最初の数か月に、ソ連軍は西部地域の奥深くまで、ドイツ軍の侵入を許してしまう。これには、スターリンらソ連指導部とソ連軍の側で油断があったらしい。独ソ不可侵条約をかくも早くドイツがかなぐり捨て、国境を越え猛スピードで進行してくるとは考えていなかったのだ。
しかし、その後の戦局は、しだいに膠着状態に陥っていく。1941年10月になると、ソ連領のドイツ軍は沼地のぬかるみに加え、気候変化にも直面を強いられる。これには、ソ連軍のがんばりがあり、多くのソ連兵が自国の大地に倒れていった。「祖国防衛」に国民が一致団結した。

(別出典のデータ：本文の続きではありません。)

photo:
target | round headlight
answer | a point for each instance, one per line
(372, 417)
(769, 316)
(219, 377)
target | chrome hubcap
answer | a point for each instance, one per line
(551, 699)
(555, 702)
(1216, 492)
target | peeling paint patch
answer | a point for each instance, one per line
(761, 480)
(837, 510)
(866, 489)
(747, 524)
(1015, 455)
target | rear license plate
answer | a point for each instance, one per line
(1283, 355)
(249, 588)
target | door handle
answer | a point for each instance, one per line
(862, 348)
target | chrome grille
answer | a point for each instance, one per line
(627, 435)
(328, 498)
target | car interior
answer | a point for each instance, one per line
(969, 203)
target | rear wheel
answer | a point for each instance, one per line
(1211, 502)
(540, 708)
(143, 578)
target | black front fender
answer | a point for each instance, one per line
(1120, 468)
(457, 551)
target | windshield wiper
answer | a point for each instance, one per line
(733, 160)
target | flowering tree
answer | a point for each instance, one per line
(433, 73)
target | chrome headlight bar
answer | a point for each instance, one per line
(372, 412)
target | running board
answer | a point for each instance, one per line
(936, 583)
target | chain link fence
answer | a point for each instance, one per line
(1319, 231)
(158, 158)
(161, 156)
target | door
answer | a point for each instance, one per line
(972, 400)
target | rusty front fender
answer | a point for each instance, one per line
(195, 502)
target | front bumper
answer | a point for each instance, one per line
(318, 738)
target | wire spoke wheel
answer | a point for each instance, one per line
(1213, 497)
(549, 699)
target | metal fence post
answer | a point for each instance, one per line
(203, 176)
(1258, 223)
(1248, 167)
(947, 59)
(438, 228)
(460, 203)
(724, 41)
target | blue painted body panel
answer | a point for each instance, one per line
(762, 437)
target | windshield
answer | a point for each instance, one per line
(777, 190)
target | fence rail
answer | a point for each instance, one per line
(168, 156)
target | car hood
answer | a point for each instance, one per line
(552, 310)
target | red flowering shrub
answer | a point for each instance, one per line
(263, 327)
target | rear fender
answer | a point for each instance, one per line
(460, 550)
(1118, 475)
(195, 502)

そのうちに戦線が伸び、ドイツ軍の補給路の確保が問題となってくる。
ドイツ軍は、やがて厳寒期に入っての1941年11月初旬から12月にかけて、ドイツ軍はモスクの攻略を一時棚上げするに至る。寒波とともにぬかるみも凍ったうえ、補給路を断たれる恐れが出たからだ。
明けての1942年、ドイツ軍はレニングラード(現在のサンクトペテルブルク)、スターリングラード(現在のボルゴグラード)へと攻めていった。ただし、ドイツ軍の陣容は前の年の威容からは相当に減じていた。それでも息を吹き返しての再進攻であって、これらを落とせば、ソ連の首都モスクワはもうわずかなところにあると、彼らは先を急いだ。
それというのも、またもや冬が近づいていたのである。ぐずぐずしてはおられない、極寒の地では、やがて軍を展開するどころではなくなることは彼らの頭に入っていたのだろうが、今度のドイツ軍もそのことを軽視していたのは否めない。
まずは首都モスクワから北西へ約700キロメートルのところにあるレニングラード、その攻防戦では、ソ連軍と市民がドイツ軍の包囲になおも耐えていた。一方、より南にあるスターリングラードはそもそも戦略的要地とはみなされなかったのだが、ヒトラーの肝いりで1943年9月からは最大の激戦地となり、やがて市街戦に入っていく。
両軍とも譲らなかった。そして迎えた1943年1月、スターリングラードでドイツの第六軍団が、当方からの新部隊を迎え入れ、勢いを盛り返したソ連軍の前に降伏を余儀なくされた。
これが大戦の転換点となって、ヒトラーの軍隊は東方戦線で総崩れとなっていく。その時のソ連軍の様子の一コマが、あるドキュメントとして、むろん創作の部分も含まれようが、こう述べてある。
「二月二日は深い霧とともに明けた。日が差しはじめて風が出てくると、霧は四散した。風は細かい雪を吹き上げる。全面降伏のニュースが第六二軍に広まると、信号弾が早速空に打ち上げられた。ヴァルガ小艦隊の水兵や左岸にいた兵士たちはパンの塊や缶詰食糧を抱えて氷の河を渡った。五か月も地下室や穴蔵に押し込められていた一般市民に配るためである。(中略)
戦争終結は予測されていたし突然でさえなかったけれども、ソ連軍守備兵にとつてスターリングラードの戦いがついに終わったとは信じがたかった。戦闘を思い死者を思い出すにつけ、生きている我が身は驚異でしかない。ヴァルガ河を渡った各師団のうち、生き残ったのは二三〇〇名ほどにすぎない。スターリングラードの戦いを通じて、赤軍は一一〇万の死傷者を出し、そのうち四八万五七五一名が戦死した。」(アントニー・ビーヴァー著、堀たほ子訳「スターリングラードー運命の攻囲戦1942-1943」朝日新聞社、2002)
一方、西部戦線ではアメリカの参戦で戦局は連合国側に大きく傾いていく。その意味では、独ソ両軍によるモスクワ近郊、レニングラードそしてスターリングラードでの攻防戦は、人類史的な意義を伴う有史以来最大級の戦いであったといえよう。